I have a problem deciding if I should award a force-sensitive character in my game conflict for an action he took at the end of our last session. Warning, wall of text to paint the picture before asking what you would do!
The game is an EotE game, but I've been using the morality rules for the pair of force-sensitive characters. The PCs got caught in a clash between Imperials and pirates at a shadowport. Long story short, there is a space battle going on between an Imperial II-Class Frigate and TIEs on one side vs a pair of pirate corvettes, blast boats and fighters (headhunters and cloakshapes).
The PCs fought a running battle with both Imperials and the pirates in the shadowport and then escaped in their freighter, which they borrowed for this mission and is carrying a very important cargo for their Hutt employer. The freighter was undamaged, and they wanted only to escape into hyperspace and needed a few rounds to get out of the gravity well of the huge gas giant the shadowport orbits.
At this point in time, the pirates are winning the space battle (the actions the PCs took in the shadowport influenced this, that's an even longer story).
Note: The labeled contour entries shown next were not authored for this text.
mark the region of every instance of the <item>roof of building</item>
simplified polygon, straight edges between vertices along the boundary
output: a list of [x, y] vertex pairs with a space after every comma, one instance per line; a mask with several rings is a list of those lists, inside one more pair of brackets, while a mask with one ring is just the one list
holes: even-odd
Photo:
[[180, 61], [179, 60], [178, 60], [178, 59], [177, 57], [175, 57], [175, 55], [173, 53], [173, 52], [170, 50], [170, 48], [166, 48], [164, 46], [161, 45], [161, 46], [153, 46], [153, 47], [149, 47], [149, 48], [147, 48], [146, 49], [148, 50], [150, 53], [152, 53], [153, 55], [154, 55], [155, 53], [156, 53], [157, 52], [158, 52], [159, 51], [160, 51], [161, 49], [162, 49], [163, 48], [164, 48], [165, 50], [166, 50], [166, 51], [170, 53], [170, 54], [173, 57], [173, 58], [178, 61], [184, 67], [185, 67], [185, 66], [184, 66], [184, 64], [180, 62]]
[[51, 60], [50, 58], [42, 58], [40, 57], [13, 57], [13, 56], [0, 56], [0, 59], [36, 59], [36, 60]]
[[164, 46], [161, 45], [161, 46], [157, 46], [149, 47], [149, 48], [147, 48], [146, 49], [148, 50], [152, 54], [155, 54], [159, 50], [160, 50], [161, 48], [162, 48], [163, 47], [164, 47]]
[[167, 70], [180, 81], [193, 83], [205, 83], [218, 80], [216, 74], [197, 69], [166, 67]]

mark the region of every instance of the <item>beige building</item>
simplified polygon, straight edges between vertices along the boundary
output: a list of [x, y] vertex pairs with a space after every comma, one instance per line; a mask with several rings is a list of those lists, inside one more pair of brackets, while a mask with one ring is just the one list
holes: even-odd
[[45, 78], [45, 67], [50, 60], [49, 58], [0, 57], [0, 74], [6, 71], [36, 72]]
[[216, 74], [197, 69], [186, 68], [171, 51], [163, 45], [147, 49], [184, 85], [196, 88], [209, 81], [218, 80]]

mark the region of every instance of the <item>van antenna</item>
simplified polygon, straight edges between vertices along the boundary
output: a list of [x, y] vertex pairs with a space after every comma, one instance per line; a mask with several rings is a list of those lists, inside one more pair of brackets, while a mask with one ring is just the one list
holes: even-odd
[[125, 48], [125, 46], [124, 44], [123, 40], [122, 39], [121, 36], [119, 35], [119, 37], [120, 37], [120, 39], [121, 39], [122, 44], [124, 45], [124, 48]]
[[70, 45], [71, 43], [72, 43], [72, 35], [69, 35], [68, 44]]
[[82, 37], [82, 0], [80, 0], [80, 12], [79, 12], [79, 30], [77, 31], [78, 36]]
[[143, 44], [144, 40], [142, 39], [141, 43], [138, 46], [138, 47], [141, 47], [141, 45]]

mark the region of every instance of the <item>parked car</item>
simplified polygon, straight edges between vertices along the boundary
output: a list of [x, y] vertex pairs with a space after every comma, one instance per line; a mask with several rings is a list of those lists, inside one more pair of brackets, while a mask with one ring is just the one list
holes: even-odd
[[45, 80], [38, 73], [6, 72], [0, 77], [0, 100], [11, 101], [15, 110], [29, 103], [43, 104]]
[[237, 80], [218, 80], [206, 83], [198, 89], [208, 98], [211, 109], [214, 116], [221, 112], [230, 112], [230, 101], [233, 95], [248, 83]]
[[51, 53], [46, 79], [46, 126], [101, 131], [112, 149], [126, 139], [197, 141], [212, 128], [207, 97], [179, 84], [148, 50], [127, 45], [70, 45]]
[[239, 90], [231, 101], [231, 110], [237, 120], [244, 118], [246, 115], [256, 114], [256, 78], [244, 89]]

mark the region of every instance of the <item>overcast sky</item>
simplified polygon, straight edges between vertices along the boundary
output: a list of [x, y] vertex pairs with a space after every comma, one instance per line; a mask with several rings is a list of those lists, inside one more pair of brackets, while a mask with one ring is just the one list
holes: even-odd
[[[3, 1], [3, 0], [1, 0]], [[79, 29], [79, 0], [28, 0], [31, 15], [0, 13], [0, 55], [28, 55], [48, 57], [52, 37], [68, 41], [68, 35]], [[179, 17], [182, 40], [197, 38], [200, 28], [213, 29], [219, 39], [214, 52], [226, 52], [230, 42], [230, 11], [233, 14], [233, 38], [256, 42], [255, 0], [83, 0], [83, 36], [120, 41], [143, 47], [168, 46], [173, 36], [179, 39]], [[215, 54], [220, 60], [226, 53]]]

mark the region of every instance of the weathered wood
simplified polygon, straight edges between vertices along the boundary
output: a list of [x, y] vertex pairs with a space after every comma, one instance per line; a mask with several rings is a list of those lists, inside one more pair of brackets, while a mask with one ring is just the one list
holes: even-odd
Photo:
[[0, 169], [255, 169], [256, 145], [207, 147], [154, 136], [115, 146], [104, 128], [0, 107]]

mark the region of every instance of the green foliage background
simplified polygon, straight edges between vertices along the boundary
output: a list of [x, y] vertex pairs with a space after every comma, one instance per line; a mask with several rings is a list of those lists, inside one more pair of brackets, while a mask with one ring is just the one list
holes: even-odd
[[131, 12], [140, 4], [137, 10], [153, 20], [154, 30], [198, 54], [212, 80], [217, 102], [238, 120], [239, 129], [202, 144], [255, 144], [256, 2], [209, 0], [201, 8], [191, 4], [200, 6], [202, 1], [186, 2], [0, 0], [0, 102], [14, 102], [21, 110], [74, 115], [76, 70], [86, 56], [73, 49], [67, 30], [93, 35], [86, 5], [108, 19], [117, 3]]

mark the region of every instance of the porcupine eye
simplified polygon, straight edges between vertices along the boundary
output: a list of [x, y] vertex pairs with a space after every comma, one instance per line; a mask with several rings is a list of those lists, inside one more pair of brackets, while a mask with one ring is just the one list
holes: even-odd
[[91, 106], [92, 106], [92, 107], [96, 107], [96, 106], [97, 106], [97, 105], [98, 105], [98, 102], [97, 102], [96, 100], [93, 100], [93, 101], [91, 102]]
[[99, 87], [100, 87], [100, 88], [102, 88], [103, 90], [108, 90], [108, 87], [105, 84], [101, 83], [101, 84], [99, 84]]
Only a few TIEs remain, and the frigate is taking heavy damage. As the PCs are detected the pirates send a handful (6) fighters to intercept. The characters are fairly experienced, the ship had a couple of laser cannons. They were in very little danger, and could escape soon.
Now the possible conflict. The frigate is damaged so badly that the crew abandons ship in escape pods and a single shuttle. As that is happening the force-sensitive PC gets on the comm, using a comlink stolen from an imperial officer in the shadowport. Seeing the incoming pirate fighters he contacts the TIEs, pretends to be the officer and orders them to make sure the PCs freighter escapes, and that nothing else matters.
Of course he rolls a difficult Deception check, with several setback dice (but also a boost for having an imperial comlink and the name of the officer). And rolls really well. The TIEs set course to pursue the fighters, and they break to attack the TIES rather than letting them engage them from the rear. The PCs escape, the TIEs die rather than having the chance to surrender or keep the escape pods safe until backup arrives (it was, unknown the the characters, who never bothered to ask about that, on it's way). And the pirates blast several escape pods out of spite.
I hope I have painted the picture in an adequate way. My question is, is this a morally ambiguous act? Would you give a PC who does this any conflict, and if so, how much? I am torn on the subject. He did get people killed through a needless and quite selfish action. But the people were soldiers, some in fighters, others in escape pods. What would you do in a situation like this?